Keleş Dayı'yı ebediyete uğurladık

Buzlupınar'dan (Senoz Vadisi/Soğuksu) Keleş Dayı (Yahya Koyuncu) vefat etmiş. Mekanı Cennet olsun. Daha önce kendisiyle güzel bir sohbet gerçekleştirmiştik. Merak edenler okuyabilir

Kategori  Kategori : Haberler
Yorumlar  Yorum Sayısı : 3
Okunma  Okunma : 2001
Tarih  Tarih : 29 Ağustos 2014, 23:19

12 Punto 14 Punto 16 Punto 18 Punto

Keleş Dayı, Çayeli'nin Buzlupınar'da köyü merkezindeki ahşap evinde tek başına yaşayan bir gün görmüş amcamız, dedemiz. Mayıs ayı başındaki (2009) bir haftalık Senoz ziyaretimiz esnasında dükkânının önünden geçerken ziyaret edelim dedik. Sıtkı Balcı ile; altı dükkân, üstü de ev olarak kullanılan mekânın kapısına gittik. Kapıyı çaldık ve "Keleş Dayı, misafirlerin var" diye seslendik. O da bin bir zahmetle aşağıya indi ve dükkânının kapısını açtı. İçeri girdik ve sohbete başladık.
Keleş Dayının konuşması çok iyi anlaşılmıyor. Ne de olsa çok yaşlı. Görmeyenlerin inanması mümkün değil, ama Keleş Dayımız yaz ve kış aylarında tek başına bu mekânda yaşıyor. Penceresinin önünde kurulan bir düzenekle sobasında yakacağı odunları makara ile yukarıya çekiyor ve halinden de hiç şikâyetçi değil. Buyurun, Keleş Dayı ile yaptığımız sohbetin kısa bir özetini sunuyoruz:

*Selamün aleyküm Keleş Dayı. Kaç yaşındasınız?
Ben mi? 90'ı aştık, ama yaşımı tam bilmem... Babik'ten bir hakim vardi, Baha Beydi adı. Askere gitme vakti gelince ben yaşımı öğrendim. Hakimin karşısına çıktık, "Kaç yaşındasın?" dedi. Ben de 18 yaşındayım dedim. Bana bir bağırdı... Onun adeti, herkese bağırmakmış meğer. Ben de "Anam babam öyle der, ben ne bilirim" dedim ve mahkeme kararıyla yaşım tesbit edildi... 18 yaşında nüfusa kaydettiler...

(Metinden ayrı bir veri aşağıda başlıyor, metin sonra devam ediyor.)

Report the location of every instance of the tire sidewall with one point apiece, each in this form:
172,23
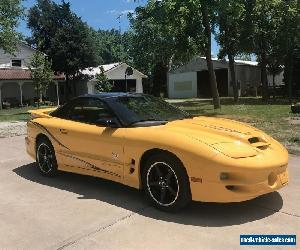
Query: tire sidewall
184,194
53,170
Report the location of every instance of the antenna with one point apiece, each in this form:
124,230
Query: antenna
119,20
120,34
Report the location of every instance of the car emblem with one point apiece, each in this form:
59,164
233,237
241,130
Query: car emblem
115,155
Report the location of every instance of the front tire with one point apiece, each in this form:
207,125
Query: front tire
45,158
166,183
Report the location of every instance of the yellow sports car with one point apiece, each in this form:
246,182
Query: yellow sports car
146,143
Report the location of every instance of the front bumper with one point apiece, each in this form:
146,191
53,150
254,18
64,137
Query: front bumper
30,146
241,185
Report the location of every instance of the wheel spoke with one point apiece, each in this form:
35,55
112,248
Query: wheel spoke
49,165
44,166
158,171
169,175
163,195
154,183
171,190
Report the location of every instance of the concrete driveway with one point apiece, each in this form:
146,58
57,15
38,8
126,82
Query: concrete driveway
79,212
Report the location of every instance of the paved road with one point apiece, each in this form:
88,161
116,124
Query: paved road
77,212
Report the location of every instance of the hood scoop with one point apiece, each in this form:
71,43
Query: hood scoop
259,143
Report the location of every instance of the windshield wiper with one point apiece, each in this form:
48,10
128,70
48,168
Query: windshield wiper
148,120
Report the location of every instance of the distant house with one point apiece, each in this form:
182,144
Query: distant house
115,72
16,86
192,80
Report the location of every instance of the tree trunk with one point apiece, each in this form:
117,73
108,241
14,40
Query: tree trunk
264,78
290,78
274,87
210,67
233,78
159,78
67,94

*Peki, askerliğini nerede yaptın?
Bitlis'te yaptım askerliğimi.

*Burada Beşir dayı vardı, kahve işleten... Onunla ilgili bir hatıran var her halde. (Bu soru Sıtkı Balcı'dan geldi.)
Evet, bir gün babam ile Beşir dayı oturmuş dertleşiyorlar. Babam diyor ki, "Beşir dayı, sen gün görmüş bir adamsın. Bize bir yol göster de, namaz kılmayalım. Bir yolu yok mu bunun?" diye soruyorlar. Tabii Beşir dayı namaz kılmıyor. "Madem sen kılmıyorsun, biz de kılmayalım" diye soruyorlar. Bu soru üzerine Beşir dayı öyle bir ağlamış, öyle bir ağlamış ki sormayın.
Tabii Beşir dayı uzun yıllar Rusyalarda çalışmış, oralarda namaz kılma imkanı bulamamış. Buraya gelince de bir türlü başlayamamış. Ama içinde acı kalmış bu.
Benim amcamın kızı onun hanımıydı. İyi tanışırdık. Babam derki ki, "Bu soruyu sorduğum için o kadar pişman olduk ki..." Her halde Beşir dayı daha sonra namaz kılmaya da başlamış. Allah rahmet eylesin.

*Eskiden bizim köylerden (Kaptanpaşa'nın yukarısındaki köyler: Başköy, Çataltere, Uzundere, Ormancık ve diğerleri) katırlarla gelip Çayeli'ne alış verişe giderken gelip buralarda konaklarlardı, değil mi?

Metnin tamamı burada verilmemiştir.